Exploration of Strong Spin-Orbit Coupling In InSbAs Quantum Wells For Quantum Applications

InSbAs is a promising platform for exploring topological superconductivity and spin-based device applications, thanks to its strong spin-orbit coupling (SOC) and high effective g-factor. This thesis investigates low-temperature transport of electrons confined in InSb_1-xAs_x quantum wells. Specifically, we study the properties of electrons confined in 2D and 0D by fabricating gated Hall bars and gate-defined quantum dots. Theoretical considerations suggest that InSbAs will have stronger SOC and a larger effective g-factor compared to InAs and InSb. Both the SOC and effective g-factor change as a function of arsenic mole fraction, but much remains to be understood in real material systems. Here, we study the dominant scattering mechanisms, effective mass, spin-orbit coupling strength, and the g-factor in InSb_1-xAs_x quantum wells grown by molecular beam epitaxy.

We explore 30 nm InSb_1-xAs_x quantum wells with arsenic mole fractions of x = 0.05, 0.13, and 0.19. The 2DEG properties were studied by fabricating gated Hall bars and placing them in a perpendicular magnetic field at low temperatures (T = 10 - 300 mK). All samples showed high-quality transport with mobility greater than 100,000 cm²/Vs. For the x = 0.05 sample, the 2DEG displays a peak mobility μ = 2.4 x 10⁵ cm²/Vs at a density of n = 2.5 x 10¹¹ cm^-2. We investigated the evolution of mobility as a function of arsenic mole fraction and 2DEG density for all samples. As the arsenic mole fraction increases, peak mobility decreases, and the dependence of mobility on density becomes weaker, suggesting that short-range scattering becomes the dominant scattering mechanism. We extracted an alloy scattering rate of τ_alloy = 45 ns^-1 per % As, an important parameter for understanding the impact of disorder on induced superconductivity. The high mobility, strong spin-orbit coupling, and low effective mass in this material system resulted in a beating pattern in the Shubnikov de Haas oscillations, allowing for the extraction of the Rashba parameter as a function of density and arsenic mole fraction. We observed a gate tunable spin-orbit coupling and, as predicted by theory, an increase in spin-orbit coupling with increasing arsenic mole fraction. For the sample with x = 0.19, the highest Rashba parameter is α_R ~ 300 meVÅ, which is significantly higher than in InSb.

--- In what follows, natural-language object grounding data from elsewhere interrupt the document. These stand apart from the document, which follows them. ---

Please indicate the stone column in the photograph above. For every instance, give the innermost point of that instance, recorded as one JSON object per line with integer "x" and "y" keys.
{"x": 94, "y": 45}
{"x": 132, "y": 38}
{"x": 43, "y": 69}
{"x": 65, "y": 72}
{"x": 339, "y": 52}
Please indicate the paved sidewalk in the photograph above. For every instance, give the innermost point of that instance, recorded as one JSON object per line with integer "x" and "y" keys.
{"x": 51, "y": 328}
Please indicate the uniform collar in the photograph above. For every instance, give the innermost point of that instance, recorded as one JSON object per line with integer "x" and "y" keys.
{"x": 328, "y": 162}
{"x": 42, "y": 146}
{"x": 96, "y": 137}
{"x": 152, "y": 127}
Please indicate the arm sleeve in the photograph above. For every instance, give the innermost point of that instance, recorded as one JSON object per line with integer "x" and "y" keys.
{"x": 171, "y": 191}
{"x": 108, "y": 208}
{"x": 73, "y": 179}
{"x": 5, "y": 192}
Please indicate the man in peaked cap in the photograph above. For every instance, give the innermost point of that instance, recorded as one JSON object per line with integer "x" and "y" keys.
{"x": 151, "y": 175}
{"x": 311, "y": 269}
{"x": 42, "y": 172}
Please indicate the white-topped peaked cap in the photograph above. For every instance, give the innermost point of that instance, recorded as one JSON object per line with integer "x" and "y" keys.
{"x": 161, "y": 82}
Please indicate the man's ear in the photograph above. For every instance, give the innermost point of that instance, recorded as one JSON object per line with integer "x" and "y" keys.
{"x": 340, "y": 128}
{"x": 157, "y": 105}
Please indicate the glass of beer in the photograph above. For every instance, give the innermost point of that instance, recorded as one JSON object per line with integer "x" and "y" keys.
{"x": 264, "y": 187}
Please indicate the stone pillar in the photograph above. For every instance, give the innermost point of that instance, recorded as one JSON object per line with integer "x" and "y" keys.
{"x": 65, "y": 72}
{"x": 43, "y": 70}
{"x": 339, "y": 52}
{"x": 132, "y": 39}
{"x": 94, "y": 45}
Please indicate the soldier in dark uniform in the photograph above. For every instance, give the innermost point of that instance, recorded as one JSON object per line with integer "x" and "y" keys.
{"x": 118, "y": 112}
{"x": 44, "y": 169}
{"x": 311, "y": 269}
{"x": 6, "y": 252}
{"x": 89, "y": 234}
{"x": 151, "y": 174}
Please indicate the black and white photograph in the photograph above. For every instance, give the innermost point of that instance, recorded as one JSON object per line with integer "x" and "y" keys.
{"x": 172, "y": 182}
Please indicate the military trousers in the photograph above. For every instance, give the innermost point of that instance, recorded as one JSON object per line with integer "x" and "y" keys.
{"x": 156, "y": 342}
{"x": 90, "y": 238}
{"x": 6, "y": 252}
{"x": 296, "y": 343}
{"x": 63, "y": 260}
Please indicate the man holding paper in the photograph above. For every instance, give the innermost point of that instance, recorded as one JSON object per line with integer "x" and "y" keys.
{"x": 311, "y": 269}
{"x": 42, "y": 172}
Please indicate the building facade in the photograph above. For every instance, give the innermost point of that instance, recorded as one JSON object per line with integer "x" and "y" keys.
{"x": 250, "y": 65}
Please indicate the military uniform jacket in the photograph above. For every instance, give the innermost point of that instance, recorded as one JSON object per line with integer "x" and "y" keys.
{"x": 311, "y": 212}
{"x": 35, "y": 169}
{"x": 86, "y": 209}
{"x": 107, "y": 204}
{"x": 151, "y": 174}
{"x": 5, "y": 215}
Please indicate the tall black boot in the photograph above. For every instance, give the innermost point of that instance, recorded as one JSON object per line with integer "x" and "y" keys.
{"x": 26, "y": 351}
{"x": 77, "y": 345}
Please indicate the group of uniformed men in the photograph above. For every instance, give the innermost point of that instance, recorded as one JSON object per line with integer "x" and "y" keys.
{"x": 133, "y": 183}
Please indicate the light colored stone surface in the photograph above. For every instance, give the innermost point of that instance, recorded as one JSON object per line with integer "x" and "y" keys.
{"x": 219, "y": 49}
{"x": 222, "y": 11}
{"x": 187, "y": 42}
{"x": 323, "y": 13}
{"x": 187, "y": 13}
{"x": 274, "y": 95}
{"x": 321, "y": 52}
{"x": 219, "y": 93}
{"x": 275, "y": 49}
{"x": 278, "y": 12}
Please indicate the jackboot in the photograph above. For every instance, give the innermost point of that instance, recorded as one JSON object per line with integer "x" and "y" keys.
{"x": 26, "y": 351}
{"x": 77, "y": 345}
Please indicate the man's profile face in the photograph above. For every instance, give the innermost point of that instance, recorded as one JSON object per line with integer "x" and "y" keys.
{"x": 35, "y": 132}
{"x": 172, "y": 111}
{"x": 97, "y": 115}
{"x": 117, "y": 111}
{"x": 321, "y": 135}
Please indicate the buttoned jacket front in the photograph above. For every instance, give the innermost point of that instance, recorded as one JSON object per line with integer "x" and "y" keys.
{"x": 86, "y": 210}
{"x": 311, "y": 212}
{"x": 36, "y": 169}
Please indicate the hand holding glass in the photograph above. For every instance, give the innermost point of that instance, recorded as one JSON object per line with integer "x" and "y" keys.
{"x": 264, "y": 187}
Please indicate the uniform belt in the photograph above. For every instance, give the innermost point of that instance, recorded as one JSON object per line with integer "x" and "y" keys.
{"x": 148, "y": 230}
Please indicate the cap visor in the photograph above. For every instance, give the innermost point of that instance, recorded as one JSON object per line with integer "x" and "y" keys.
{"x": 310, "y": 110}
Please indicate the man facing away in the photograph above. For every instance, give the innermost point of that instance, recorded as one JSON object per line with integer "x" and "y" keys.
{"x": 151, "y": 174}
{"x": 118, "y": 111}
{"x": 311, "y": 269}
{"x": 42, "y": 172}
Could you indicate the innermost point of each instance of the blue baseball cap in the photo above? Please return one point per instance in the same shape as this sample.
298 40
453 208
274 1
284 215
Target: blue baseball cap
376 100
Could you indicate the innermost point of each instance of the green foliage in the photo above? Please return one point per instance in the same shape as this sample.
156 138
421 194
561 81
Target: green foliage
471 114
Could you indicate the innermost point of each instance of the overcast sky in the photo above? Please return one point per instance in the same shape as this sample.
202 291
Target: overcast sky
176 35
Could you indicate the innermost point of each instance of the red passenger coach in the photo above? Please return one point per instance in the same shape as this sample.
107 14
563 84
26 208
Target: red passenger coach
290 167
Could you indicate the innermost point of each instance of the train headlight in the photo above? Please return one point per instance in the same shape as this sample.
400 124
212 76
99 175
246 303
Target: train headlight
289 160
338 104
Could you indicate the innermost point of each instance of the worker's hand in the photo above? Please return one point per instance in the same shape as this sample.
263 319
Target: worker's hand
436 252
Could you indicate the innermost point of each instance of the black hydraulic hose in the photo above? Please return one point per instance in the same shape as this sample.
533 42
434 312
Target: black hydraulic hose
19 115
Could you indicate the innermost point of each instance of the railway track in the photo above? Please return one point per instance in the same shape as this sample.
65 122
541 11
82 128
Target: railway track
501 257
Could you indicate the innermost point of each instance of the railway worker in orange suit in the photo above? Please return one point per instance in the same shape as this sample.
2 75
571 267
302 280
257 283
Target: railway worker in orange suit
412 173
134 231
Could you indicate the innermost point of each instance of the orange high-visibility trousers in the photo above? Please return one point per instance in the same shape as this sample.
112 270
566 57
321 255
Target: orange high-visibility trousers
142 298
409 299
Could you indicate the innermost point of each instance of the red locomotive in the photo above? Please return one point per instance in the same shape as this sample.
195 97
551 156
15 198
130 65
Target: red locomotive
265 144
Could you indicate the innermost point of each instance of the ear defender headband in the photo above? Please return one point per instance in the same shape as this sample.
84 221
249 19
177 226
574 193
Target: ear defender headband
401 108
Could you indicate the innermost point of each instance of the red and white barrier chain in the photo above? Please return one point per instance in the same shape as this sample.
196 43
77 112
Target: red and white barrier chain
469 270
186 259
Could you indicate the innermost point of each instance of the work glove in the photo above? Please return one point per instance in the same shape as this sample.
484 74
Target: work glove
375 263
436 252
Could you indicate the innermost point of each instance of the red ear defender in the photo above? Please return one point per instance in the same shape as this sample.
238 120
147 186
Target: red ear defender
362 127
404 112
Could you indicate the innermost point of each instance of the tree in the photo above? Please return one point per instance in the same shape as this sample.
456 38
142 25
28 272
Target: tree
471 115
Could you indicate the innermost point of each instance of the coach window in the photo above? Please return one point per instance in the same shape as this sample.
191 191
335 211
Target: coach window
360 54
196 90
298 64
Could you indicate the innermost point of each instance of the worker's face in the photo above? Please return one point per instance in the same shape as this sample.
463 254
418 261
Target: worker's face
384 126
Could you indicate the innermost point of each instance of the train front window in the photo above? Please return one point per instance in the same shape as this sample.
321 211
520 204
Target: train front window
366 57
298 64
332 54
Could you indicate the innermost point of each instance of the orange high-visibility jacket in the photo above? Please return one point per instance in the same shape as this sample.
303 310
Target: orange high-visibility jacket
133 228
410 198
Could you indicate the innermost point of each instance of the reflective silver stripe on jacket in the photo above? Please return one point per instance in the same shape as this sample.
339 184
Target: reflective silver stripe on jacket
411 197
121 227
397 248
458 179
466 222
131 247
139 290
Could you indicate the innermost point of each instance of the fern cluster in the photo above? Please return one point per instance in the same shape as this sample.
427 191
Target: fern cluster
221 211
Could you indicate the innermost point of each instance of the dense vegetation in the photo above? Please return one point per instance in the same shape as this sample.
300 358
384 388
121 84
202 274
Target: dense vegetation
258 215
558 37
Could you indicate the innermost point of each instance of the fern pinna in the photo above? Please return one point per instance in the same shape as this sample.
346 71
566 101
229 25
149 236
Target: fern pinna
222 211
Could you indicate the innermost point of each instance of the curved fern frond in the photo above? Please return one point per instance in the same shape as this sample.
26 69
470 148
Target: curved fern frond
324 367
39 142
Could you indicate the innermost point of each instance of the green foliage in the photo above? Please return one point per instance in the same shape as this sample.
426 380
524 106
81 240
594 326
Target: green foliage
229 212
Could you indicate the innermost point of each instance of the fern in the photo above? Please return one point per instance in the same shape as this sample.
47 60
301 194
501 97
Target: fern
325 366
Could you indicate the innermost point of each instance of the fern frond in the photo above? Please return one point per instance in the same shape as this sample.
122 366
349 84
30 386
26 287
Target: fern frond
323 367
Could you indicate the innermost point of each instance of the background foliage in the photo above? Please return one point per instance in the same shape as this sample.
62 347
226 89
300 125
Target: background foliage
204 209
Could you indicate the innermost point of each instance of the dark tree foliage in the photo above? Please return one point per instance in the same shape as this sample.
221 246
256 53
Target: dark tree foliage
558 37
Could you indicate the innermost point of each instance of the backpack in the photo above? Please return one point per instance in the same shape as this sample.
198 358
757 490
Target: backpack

In addition, we explored 0D confinement by fabricating a gate-defined quantum dot in an InSb_0.87As_0.13 quantum well. By studying the evolution of Coulomb blockade peaks and differential conductance peaks as a function of magnetic field, a nearly isotropic in-plane effective g-factor in the [1-10] and [110] crystallographic directions was extracted, ranging from 49-58. The values extracted are 1.8 times higher than in a quantum dot fabricated in pure InSb. Furthermore, this study produced the first demonstration of a tunable spin-orbit coupling in this material system. This was achieved by measuring the avoided crossing gap, mediated by spin-orbit coupling, between the ground state and excited state in a magnetic field. The avoided crossing gap indicates the strength of the spin-orbit coupling; the maximum energy separation extracted is Δ_SO ~100 μeV.

Our work should stimulate further investigation of InSbAs quantum wells as a promising platform for applications requiring strong spin-orbit coupling, such as topological superconductivity or spin-based devices.